The presence of six memory chips particularly intrigues, as it could indicate a 192-bit wide memory interface. Perhaps two of those slots are empty, if GTS 450 does end up with a 128-bit memory interface, and enabled on a higher SKU, or that GTS 450 itself has a 192-bit memory interface (supporting 768 MB or 1536 MB of GDDR5 memory). Expect more details to come out in the run up for end-August.
Source:
PCinLife
The presence of six memory chips particularly intrigues, as it could indicate a 192-bit wide memory interface. Perhaps two of those slots are empty, if GTS 450 does end up with a 128-bit memory interface, and enabled on a higher SKU, or that GTS 450 itself has a 192-bit memory interface (supporting 768 MB or 1536 MB of GDDR5 memory). Expect more details to come out in the run up for end-August.

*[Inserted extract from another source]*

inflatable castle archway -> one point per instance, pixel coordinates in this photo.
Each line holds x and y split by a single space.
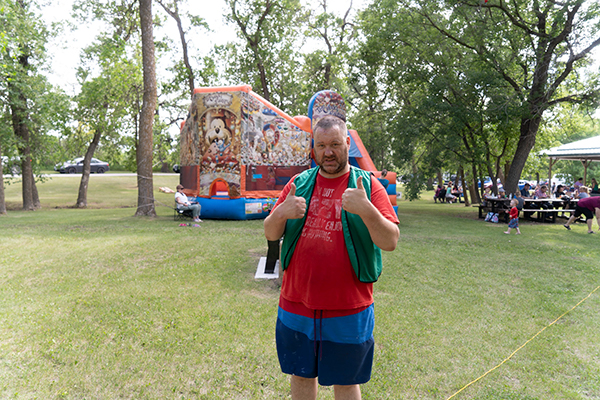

13 Comments on NVIDIA GF106 Reference PCB Drawings Surface
it could mean that it will be a similar situation to the GTX460 where there are 2 cards a high end and low end one.
based on the size of the core its gotta have 240sp tops, and would only have a max of 24 rops
In any case comparing GF10x to GT200 on a pure SP count basis, is not fair, it is as unfair as it was to compare the 320 SPs in the HD2900 to the 56 "SPs" (48 pixel shaders + 8 vertex shaders) in the X1900. It is a new architecture, a completely different way of doing things.
And that not only pertains to the actual architecture and its drivers, but also to how games are programed and the actual load balance of the content (textures, shaders, filters...). Game performance for cards such as te GTX285 and the HD5000 is what it is now thanks to the accumulated optimizations, programing efforts and content customization made by game developers since the introduction of G80 and R600. That's almost 5 years of optimizations. You are not going to start seeing a similar level of optimization until the games that have been programmed with fermi in mind since the beginning start to pop up and considering game developing cycles nowadays, that means at the very least 1-2 years in the future.
EDIT: Regarding competition against the HD5770, I did some math. I think that GF106 is going to be literally half a GF100 (but with problems fixed like in GF104) anf GF108 is going to be half a GF104. That's what the PCB suggests IMO. With 256 SPs this card would perfectly match the HD5770 if clocked at same clocks as the GTX460, because as can be seen in Wizzard's reviews, the HD5770's performance is about 75% of a GTX460 and coincidentally 256 is about 75% of 336. And that's if it's clocked at 675Mhz. IMO it's going to be clocked higher than that. There's no reason not to, for various reasons.
1- Historically the fastest SKU of mainstream chip has always been clocked 25-50 Mhz higher than the high-end chip.
2- Smaller chips reach higher clocks. Further improved manufacturing process.
3- GTX460 hints at much higher clocks. There's absolutely no technical reason* for clocking the GTX460 as low as 675 Mhz, when every reviewer has been able to clock every sample they got past 800 Mhz on stock voltages and past 900 Mhz with slightly higher volts. technically, it just doesn't make sense to leave 40% OC headroom on your chip.
*I'm 100% confident that the reason that they clocked it low and that the full enabled SKU has not been released is because they would destroy the GTX470 and maybe even the GTX480 (this last one not on pure performance, but in the same way the 512MB 8800GTS made the 8800GTX odsotete). They will just wait until GF100 inventories have been depleted. They did exactly the same with G92. This way they also obtain higher yields for the time being, although they are probably binning the best chis for a future release too. Win win.
Well there's absolutely no reason to do this with GF106 since Nvidia has no cometing products there, so I'm pretty sure they would be clocked in the 725-750 Mhz range and that will make the GTS250 some 10% faster than HD5770.